Björn Bringert bringert at cs.chalmers.se
Fri Oct 6 10:22:09 EDT 2006


John Hughes wrote:
>    What I implemented in GHC is an extension of the proposal below. The
>    proposal just mentions:
> 
>    deriving Class for Type
> 
>    In GHC I also added a form for newtype deriving of multi-parameter
>    type classes:
> 
>    deriving (Class t1 ... tn) for Type
> 
>    I think that it's close to what we ended up with when talking about
>    it at the Hackathon. My intuition about this syntax is that except
>    for the "for Type" part, it looks the same as a normal deriving
>    clause. The "for" part is just there to connect it to a data/newtype
>    declaration. This lets it pretty much use the normal code for
>    deriving declarations.
> 
>    Stand-alone deriving declarations are currently a little bit weaker
>    than normal deriving clauses, since the current implementation does
>    not let you reference the type arguments of a newtype in the
>    arguments of an MPTC. See my response to Bulat on cvs-ghc at haskell.org
>    for more details.
> 
>    /Björn
> 
>>
>>  
>>
> A suggestion re syntax:
> 
> With the newtype-deriving extension, the instances named in a deriving 
> clause are not just class names, but partial applications of class names 
> to all but the last argument. Why all but the last one? Because the last 
> one is the type being defined. Once deriving clauses are separated from 
> type definitions, then there is no type being defined any more--hence 
> the need for "for Type" in your syntax, and the introduction of another 
> keyword. But why single out one class parameter, once deriving clauses 
> are separated from type definitions? Why not simply write the FULL 
> application of the class in the deriving list?
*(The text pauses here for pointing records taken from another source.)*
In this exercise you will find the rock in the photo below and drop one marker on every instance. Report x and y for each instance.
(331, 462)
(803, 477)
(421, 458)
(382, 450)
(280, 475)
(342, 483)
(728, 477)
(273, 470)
Thus:
> 
> deriving (Eq Foo, Ord Foo)
> 
> instead of
> 
> deriving (Eq, Ord) for Foo
> 
> I find the former syntax clearer and more readable, actually.
> 
> John

The exact same thing is currently being discussed on 
cvs-ghc at haskell.org, and we seem to have reached a consensus to adopt 
the same syntax that you are proposing. Well, I was the only one who 
ever like the original syntax, so "reached a consensus" means "everybody 
else convinced me".

I'll implement this syntax instead and then write up a Haskell' proposal.